Functional Pharmaceutical Solubilizer for Direct Compression

Boosts drug bioavailability & simplifies the tablet compression process

Improving drug efficacy is a constant challenge in pharmaceutical applications, to improve existing proposals or to launch new treatments. A way to improve bioavailability is to increase drug solubilization, especially for the ones that are poorly soluble in water.

Coupling chemistry and co-processing expertise, SEPPIC designed a highly functional dry solubilizing surfactant for oral drug formulations that improves drug solubility and simplifies dramatically the tablets manufacturing process.

Improve drugs bioavailability with a unique dry solubilizer

Produced by a co-process between a mineral powder carrier and a liquid well tolerated non ionic solubilizing surfactant, the dry solubilizer helps combining drug efficacy and tablets sustainable manufacturing process.

The dry solubilizer is designed to improve drug bioavailability for patients, especially for poorly soluble drugs.

When dispersed in water, the solubilizer desorbs quickly from the carrier and becomes available to create micelles and solubilize the drug. Depending on the drug nature, the drug dissolution profile from direct compression tablets containing the dry solubilizer is increased by at least 20% and can be more than twice quicker compared to the control tablets containing only the drug.

Simplify the tablets manufacturing process in a sustainable way

Easy to handle during machine filling operations thanks to powder’s free flowing properties, the dry solubilizer simplifies dramatically the tablets manufacturing procedure.
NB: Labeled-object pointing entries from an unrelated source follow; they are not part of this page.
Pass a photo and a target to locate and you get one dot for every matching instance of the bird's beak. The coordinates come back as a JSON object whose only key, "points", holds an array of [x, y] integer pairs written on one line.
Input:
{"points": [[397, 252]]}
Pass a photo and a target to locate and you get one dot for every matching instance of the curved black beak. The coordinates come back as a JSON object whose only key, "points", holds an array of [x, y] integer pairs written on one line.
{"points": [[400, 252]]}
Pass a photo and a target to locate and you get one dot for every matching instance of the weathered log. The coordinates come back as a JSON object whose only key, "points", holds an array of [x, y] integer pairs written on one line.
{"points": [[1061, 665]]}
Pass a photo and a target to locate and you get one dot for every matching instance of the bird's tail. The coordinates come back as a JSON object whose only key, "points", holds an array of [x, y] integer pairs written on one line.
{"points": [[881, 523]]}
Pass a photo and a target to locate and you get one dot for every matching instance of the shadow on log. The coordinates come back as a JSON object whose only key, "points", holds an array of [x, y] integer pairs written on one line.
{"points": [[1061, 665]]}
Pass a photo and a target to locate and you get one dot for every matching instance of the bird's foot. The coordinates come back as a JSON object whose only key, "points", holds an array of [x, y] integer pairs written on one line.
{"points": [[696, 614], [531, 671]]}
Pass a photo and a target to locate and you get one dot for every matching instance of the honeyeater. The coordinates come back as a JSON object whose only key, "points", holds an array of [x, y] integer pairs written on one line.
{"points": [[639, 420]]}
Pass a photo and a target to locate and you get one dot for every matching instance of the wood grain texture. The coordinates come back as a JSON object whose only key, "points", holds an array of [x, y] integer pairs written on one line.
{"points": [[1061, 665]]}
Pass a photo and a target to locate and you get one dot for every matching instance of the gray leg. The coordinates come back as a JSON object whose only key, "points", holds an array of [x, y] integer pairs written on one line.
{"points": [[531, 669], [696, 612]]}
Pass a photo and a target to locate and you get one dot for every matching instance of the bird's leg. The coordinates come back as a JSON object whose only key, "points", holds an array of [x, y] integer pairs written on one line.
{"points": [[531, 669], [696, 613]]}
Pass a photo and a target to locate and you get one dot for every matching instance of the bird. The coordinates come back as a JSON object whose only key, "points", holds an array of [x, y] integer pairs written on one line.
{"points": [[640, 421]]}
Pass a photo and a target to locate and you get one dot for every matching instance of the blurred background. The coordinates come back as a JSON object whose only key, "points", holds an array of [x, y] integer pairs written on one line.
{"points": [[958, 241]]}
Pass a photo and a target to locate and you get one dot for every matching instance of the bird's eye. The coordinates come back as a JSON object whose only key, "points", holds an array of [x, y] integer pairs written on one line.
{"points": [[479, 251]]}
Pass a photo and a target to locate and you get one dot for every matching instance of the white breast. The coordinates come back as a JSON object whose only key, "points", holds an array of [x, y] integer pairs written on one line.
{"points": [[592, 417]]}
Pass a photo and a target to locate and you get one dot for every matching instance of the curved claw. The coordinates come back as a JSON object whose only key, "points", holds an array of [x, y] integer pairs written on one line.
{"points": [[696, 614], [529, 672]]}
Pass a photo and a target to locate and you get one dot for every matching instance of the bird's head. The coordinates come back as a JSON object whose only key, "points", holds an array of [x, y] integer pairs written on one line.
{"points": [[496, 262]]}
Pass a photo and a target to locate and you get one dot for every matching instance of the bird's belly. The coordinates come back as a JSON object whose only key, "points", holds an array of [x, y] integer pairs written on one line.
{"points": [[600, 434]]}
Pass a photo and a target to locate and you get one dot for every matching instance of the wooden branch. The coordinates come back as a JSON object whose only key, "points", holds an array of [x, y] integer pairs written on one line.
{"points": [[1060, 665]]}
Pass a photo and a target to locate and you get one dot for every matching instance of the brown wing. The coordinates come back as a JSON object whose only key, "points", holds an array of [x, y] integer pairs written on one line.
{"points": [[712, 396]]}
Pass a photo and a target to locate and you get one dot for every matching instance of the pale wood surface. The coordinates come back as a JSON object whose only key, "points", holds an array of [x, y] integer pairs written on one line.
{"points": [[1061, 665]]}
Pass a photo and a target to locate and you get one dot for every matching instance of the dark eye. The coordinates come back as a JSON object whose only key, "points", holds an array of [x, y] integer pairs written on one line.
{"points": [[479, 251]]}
By enabling direct compression after mixture with other ingredients in powder form, the co-processed dry solubilizer decreases the environmental impact of tablet processing. No more need of dispersion in water, granulation, and drying step, it saves water, energy and time. The dissolution profile of such direct compression tablets is also faster compared to tablets obtained by a wet compression procedure using a liquid solubilizing benchmark: 4 times quicker than a Fenofibrate Active Pharmaceutical Ingredient model.